Nabokov pertenceria mais à família espiritual de Machado de Assis (a prosa envevenada, o narrador aloprado) ou a de Guimarães Rosa (a criação de um mundo literário colado à linguagem) — ou agora sou eu que deliro? 

Sairei dessa sinuca de bico dizendo que apenas pratico o ofício de tradutor, não tenho a menor capacitação para fazer crítica literária. Modestamente, arrisco a impressão de que os escritos de Nabokov, pelo estilo e temática, não têm nada a ver com o que se escreveu até hoje no português daqui ou d’além-mar.

No posfácio de Ada, Brian Boyd equipara o romance ao Ulisses, de James Joyce. A avaliação não é um poucochinho exagerada? 

Não posso responder por um motivo que certamente me condenará ao inferno onde ardem os párias intelectuais: jamais consegui passar do primeiro capítulo de Ulisses!

A bancada vienense tem mais razões para se irritar com a pedofilia de Lolita ou com o incesto de Ada? 

Homem para lá de opiniático, ressabiado com as “interpretações psicológicas” que faziam dele próprio, Nabokov sempre gozou os freudianos. Mas a escolha de seus temas, em especial aqueles tão polêmicos como a pedofilia e o incesto, respondia a objetivos mais profundos, ao desafio de tratar de situações-limite do ser humano e ainda aí encontrar os caminhos de sua redenção, particularmente através do amor. Ele era um grande moralista, mas sem se tornar um chato ou apelar para a pregação didática. Exemplo disso é a importância corretamente atribuída por Brian Boyd ao papel da personagem Lucette em Ada. Leia com as antenas ligadas para crer…

Não é injusto que Nabokov seja conhecido sobretudo por Lolita? 

Acho que ele próprio não se sentiu injustiçado, pois Lolita permitiu que ele escapasse de uma vida apertada de professorzinho universitário no segundo exílio, nos Estados Unidos, e pudesse se instalar comodamente na Suíça. A ousadia de escrever sobre pedofilia na sociedade puritana da era Eisenhower poderia ser vista até como uma jogada oportunista, mas o tema já o perseguia há muitos anos: ainda na Europa ele escreveu um romance, muito mais cruel e menos bem-sucedido literariamente, em que, como em Lolita, um homem adulto casa-se com uma mulher apenas para ter acesso à filha recém-entrada na puberdade. Mas, cuidado, embora mulherengo o verdadeiro Nabokov jamais foi chegado às ninfetas!

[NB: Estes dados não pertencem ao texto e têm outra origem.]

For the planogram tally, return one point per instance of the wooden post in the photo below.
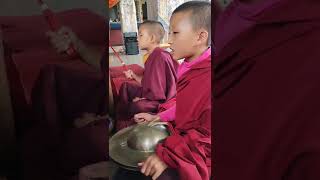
(128, 16)
(7, 129)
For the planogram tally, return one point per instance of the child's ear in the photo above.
(152, 38)
(203, 36)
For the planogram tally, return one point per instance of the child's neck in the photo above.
(152, 47)
(197, 53)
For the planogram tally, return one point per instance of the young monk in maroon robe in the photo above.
(187, 152)
(267, 85)
(158, 83)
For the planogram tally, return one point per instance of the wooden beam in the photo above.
(7, 129)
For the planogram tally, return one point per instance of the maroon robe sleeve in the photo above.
(188, 149)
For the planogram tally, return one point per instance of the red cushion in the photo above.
(21, 32)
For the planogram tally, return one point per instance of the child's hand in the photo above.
(136, 99)
(153, 166)
(129, 74)
(61, 39)
(145, 117)
(85, 119)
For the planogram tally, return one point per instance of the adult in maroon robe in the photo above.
(158, 85)
(188, 150)
(52, 147)
(266, 106)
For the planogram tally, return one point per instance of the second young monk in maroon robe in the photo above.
(157, 86)
(158, 83)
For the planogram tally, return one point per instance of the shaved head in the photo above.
(199, 14)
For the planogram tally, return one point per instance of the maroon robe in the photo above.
(158, 85)
(266, 91)
(188, 150)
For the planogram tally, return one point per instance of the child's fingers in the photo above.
(139, 120)
(156, 175)
(140, 164)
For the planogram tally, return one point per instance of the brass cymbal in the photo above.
(136, 143)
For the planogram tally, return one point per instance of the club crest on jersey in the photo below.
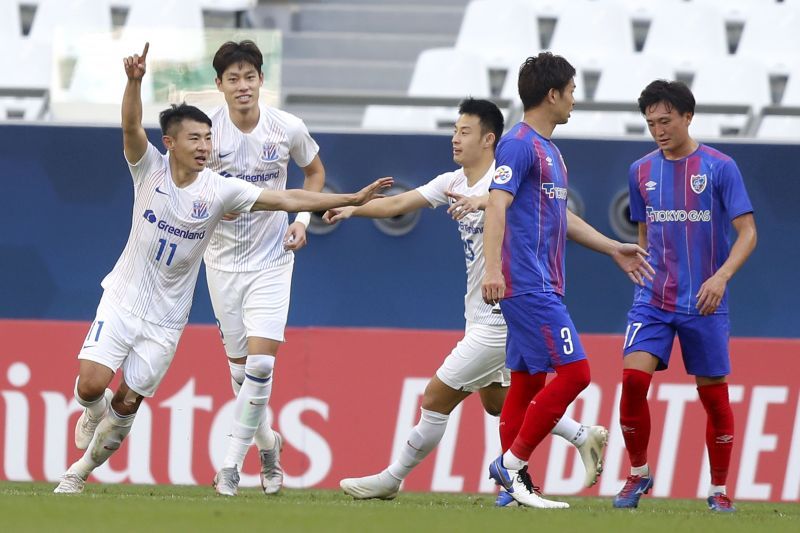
(199, 210)
(269, 152)
(698, 182)
(503, 175)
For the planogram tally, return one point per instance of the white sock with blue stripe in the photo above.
(250, 409)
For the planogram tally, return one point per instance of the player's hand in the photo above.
(332, 216)
(136, 65)
(710, 294)
(632, 259)
(493, 287)
(372, 191)
(295, 237)
(463, 205)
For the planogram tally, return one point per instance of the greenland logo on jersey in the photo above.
(698, 182)
(199, 210)
(151, 217)
(678, 215)
(269, 152)
(502, 175)
(552, 191)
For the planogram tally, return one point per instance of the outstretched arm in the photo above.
(295, 237)
(296, 200)
(134, 138)
(390, 206)
(713, 289)
(630, 258)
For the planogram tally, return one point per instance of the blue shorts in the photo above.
(703, 339)
(541, 334)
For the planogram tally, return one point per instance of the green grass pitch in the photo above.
(150, 509)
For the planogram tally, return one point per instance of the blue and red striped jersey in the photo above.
(530, 167)
(687, 205)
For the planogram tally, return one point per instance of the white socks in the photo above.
(422, 439)
(264, 437)
(95, 408)
(251, 407)
(571, 430)
(108, 437)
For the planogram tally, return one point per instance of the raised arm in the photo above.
(295, 237)
(296, 200)
(134, 138)
(493, 287)
(713, 289)
(630, 258)
(390, 206)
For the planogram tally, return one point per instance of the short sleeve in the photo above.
(434, 190)
(303, 148)
(147, 164)
(635, 200)
(730, 185)
(238, 196)
(514, 160)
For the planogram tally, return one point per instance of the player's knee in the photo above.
(237, 372)
(90, 389)
(126, 402)
(259, 366)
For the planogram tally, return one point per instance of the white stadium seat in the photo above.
(681, 29)
(502, 32)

Qual o seu livro preferido dele? 

Na vasta cordilheira Nabokov, há quatro grandes picos: Lolita, Fogo pálido, Ada e O dom. Um pouco abaixo se elevam vários outros romances — inclusive o especialíssimo Pnin, pelo qual tenho grande simpatia — e dezenas de belos contos. Não tenho assim um livro preferido. Em cada momento (entenda-se: releitura) a luz da maestria do autor estará revelando a vertente antes ensombrecida de uma dessas montanhas literárias, e por aí segue o feliz leitor-alpinista, de surpresa em surpresa, de arrebatamento em arrebatamento.

Nabokov não gostava de ser comparado a Joseph Conrad, outro escritor estrangeiro (polonês) que adotou o inglês como língua literária. Dizia que os livros de Conrad eram semelhantes a essas garrafinhas com veleiros dentro: tão-somente engenhosos. Não lhe assalta uma percepção semelhante, a de que o engenho de Nabokov é maior que a sua arte? 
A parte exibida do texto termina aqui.